Machaquito me miró entonces con rencor.

– No se crea que yo no conozco a nadie y que tengo que aguantarme así como así cualquier atropello -galleó.

– Vives en un país libre. Usa tus contactos o plántate aquí esta tarde a las siete con lo que te he pedido. Tú decidirás lo que es mejor para ti. Yo ya te he dicho lo que voy a hacer. Y no creas que cambio de opinión por las amenazas de un chivatillo cagado. Vamos, ahora lárgate de aquí.

Tuvo que aguantarse y circuló, aunque visiblemente enfurecido. Mientras lo veía alejarse, Chamorro comentó:

– Acabas de perder un amigo, si lo era.

– No se me oculta -dije.

– Y alguien se puede cabrear contigo, por quemarle a un confidente.

– Que se cabree, y le preguntaré al que sea si le parece poco motivo intentar atrapar al asesino de una compañera.

– A lo mejor es verdad que no sabe nada.

– A lo mejor, pero de lo que estoy seguro es de que si quiere, algo puede saber. Ese soplagaitas no se va a reír de mí.

– Le obligas a arriesgarse.

– Ya le protegeremos, si hay que protegerle.

– Lo que está claro es que no te va a ayudar de muy buena gana.
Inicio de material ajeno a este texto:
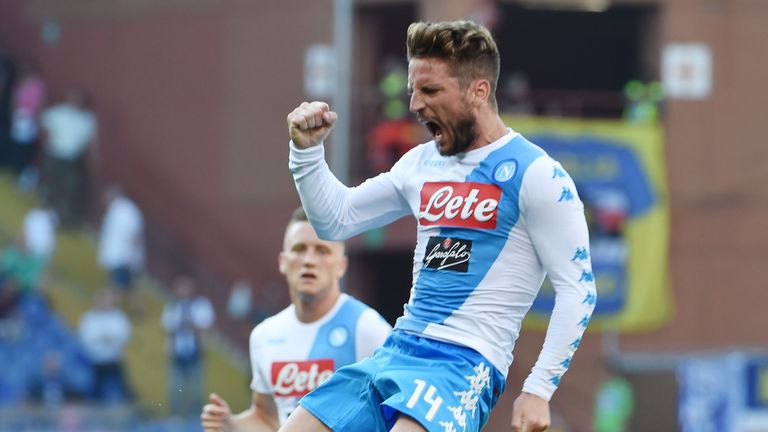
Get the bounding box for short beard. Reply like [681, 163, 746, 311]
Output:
[438, 114, 477, 156]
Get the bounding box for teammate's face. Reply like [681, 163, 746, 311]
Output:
[278, 222, 347, 303]
[408, 58, 477, 156]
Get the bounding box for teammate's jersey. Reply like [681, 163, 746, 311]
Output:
[290, 130, 596, 400]
[250, 294, 392, 424]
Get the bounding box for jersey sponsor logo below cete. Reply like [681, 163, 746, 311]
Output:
[423, 237, 472, 273]
[419, 182, 501, 229]
[272, 359, 335, 397]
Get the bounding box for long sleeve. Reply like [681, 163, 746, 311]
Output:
[289, 142, 410, 240]
[521, 157, 597, 400]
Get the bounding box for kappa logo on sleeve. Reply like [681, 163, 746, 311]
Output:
[419, 182, 501, 229]
[423, 237, 472, 273]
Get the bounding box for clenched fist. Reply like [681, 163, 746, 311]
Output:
[287, 101, 337, 149]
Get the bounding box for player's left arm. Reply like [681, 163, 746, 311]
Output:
[355, 309, 392, 361]
[520, 157, 597, 412]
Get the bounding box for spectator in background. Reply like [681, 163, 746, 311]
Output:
[227, 279, 253, 320]
[27, 349, 80, 408]
[162, 276, 215, 417]
[99, 186, 144, 311]
[21, 205, 58, 267]
[42, 89, 98, 227]
[79, 290, 131, 403]
[10, 60, 46, 190]
[0, 234, 43, 296]
[499, 71, 534, 116]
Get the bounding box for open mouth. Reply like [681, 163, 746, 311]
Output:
[424, 120, 443, 142]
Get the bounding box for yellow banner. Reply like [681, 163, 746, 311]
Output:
[504, 117, 672, 332]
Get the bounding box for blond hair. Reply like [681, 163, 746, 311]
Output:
[406, 21, 500, 107]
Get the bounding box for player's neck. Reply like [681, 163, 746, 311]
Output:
[469, 111, 507, 150]
[294, 290, 341, 323]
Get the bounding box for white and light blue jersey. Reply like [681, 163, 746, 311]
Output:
[250, 294, 391, 424]
[290, 130, 596, 400]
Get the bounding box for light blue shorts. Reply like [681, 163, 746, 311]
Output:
[299, 330, 505, 432]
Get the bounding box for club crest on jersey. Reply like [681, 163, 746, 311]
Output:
[419, 182, 501, 229]
[493, 159, 517, 183]
[422, 237, 472, 273]
[272, 359, 335, 397]
[328, 326, 349, 348]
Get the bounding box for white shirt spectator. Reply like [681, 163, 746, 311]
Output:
[99, 196, 144, 270]
[80, 308, 131, 364]
[162, 296, 216, 357]
[22, 208, 56, 261]
[42, 103, 96, 160]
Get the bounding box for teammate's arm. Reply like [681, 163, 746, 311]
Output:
[200, 392, 280, 432]
[513, 157, 597, 431]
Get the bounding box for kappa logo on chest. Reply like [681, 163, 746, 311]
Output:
[419, 182, 501, 229]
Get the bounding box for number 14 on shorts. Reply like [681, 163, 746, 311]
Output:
[405, 378, 443, 421]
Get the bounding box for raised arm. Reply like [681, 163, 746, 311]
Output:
[288, 102, 409, 240]
[513, 157, 597, 431]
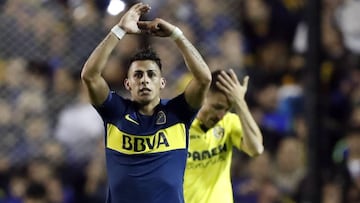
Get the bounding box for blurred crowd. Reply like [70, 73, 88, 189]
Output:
[0, 0, 360, 203]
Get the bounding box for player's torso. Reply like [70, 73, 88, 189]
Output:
[184, 117, 233, 203]
[105, 104, 188, 202]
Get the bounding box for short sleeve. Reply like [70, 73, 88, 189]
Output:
[94, 91, 126, 121]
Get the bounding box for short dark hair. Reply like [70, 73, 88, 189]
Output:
[129, 47, 161, 71]
[210, 69, 230, 92]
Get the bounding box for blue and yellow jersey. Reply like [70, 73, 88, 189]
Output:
[184, 113, 242, 203]
[96, 92, 197, 203]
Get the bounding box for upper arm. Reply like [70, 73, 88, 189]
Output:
[82, 72, 110, 106]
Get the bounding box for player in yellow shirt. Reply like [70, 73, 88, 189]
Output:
[184, 69, 264, 203]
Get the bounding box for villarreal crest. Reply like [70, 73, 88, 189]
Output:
[213, 126, 225, 139]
– Ya le ofrecí antes la oportunidad de hacerlo así, por las buenas, y la desaprovechó. Tenía que darle látigo. Y de algo va a servir. Ya verás.

– ¿Apostamos si va a estar aquí a las siete o no? -propuso.

– ¿Tú que dices?

– No quiero desanimarte. Pero apuesto que no.

– Yo que sí, no me queda otra. Son casi las dos. El que pierda paga la comida de hoy. Vamos a buscar un sitio y entramos sin mirar el precio.

– Vale -aceptó, y al verla sonreír reparé en que era la primera vez que lo hacía, en día y medio. Me pareció bien. Hay que intentar vivir, siempre.

Después de comer, fuimos a la caza de otros dos personajes cuyo testimonio cobraba un nuevo valor: Rufino Heredia y Juan Sandoval, los dos camellos cuyo nombre nos había facilitado Margarethe y a los que Chamorro, camuflada como periodista, había sonsacado acerca de las actividades ilícitas de su hijo Iván. Nos pasamos un buen rato buscándolos, en vano. Casi desesperábamos ya de encontrarlos cuando nos tropezamos, en mitad de la calle principal, con el que más nos interesaba de los dos. Se quedó mirando primero a Chamorro, luego a mí, y no supo cómo reaccionar.

– Hola, Johnny -le abordó Chamorro.

– Hola -repuso el camello, inseguro.

– Mira, te presento a mi compañero, Rubén.

Le tendí la mano, imperturbable. Varios segundos después, unos dedos titubeantes se dejaban apretar por los míos.

– Oye, nos apetecería hablar un momento contigo -dijo Chamorro, con una amabilidad encantadora-. ¿Puedes atendernos?

Johnny estaba hecho un lío. No sabía si mirar a aquella chavala que seguía pareciéndole apetecible, o al tipo antipático con el que de pronto aparecía; le daba mala espina, no podía ser de otro modo, y acabó diciendo:

– Yo, es que tengo prisa, me espera un colega y…

– Señor Sandoval -le hablé, imprimiendo a mi voz el tono más oficial y a mi gesto el aire más circunspecto-. Le ruego que nos conceda el tiempo que le pedimos. Sólo van a ser unos pocos minutos. Si quiere le acompañamos a donde está su amigo para que no se ponga nervioso esperándole.